Originally scheduled for July 28
If you go back into the Old Testament,
particularly the book of Exodus, you will encounter the incident in
which God rains manna from heaven down onto the Jews.
It’s a familiar point. Please
recall that the amount of manna you got was sufficient only for the
one next day — except on Friday night, where you would need two days
to get you through the Sabbath. As you were not allowed to work on
the Sabbath, this made some sense. I submit there are three lessons
we can learn from this:
Lesson number one: you have to live
by faith. Stocking up on manna just got you more maggots.
Lesson number two: God will provide
just what you need — but probably not just what you want.

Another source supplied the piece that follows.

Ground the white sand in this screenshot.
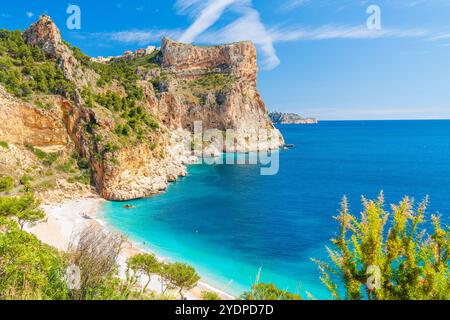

Lesson number three: if you suddenly
get an abundance instead of just enough — that means you’re going to
need it, and soon.
I suspect that last one is new to you. But it
is true. God will provide, even if he provides more than you
estimate you’re going to need. Communion is exactly such an
abundance. Think about it this way:
The Jews got by for several hundred
years with animal sacrifices; the cross greatly exceeds that. Why
didn’t God continue with the system that seemed to work?
Modern folk like us think that a life
of “good deeds” and “clean living” would be quite sufficient to
satisfy the merciful God; what’s wrong with that?
So it’s clear that the sacrifice at the cross
is distinctly superior to what we perceive to be our needs. It’s
“over the top.” Why is it that God thinks we need it?
You are going to need it. There are two
You are going to die — and after that
there is the destination of heaven or hell.
You are going to give account to the
sinless and perfect God of how you propose to meet his sinless and
perfect standard of righteousness. The only thing that works is the
atonement given at the cross.
In the meanwhile we are admonished to have
communion regularly. Why? Because you need to be reminded of the
overwhelming abundance of God’s love and sacrifice displayed at the
cross. You do not know the day of your death; therefore it is wise
to be prepared every day. As you take this communion, see in the
bread the body given for you. See in the cup the blood shed for you.
God is giving you the answers to the only final exam you really need
to pass. Remember, when he gives you an abundance, it means you’re
going to need it. Communion is an abundance of mercy.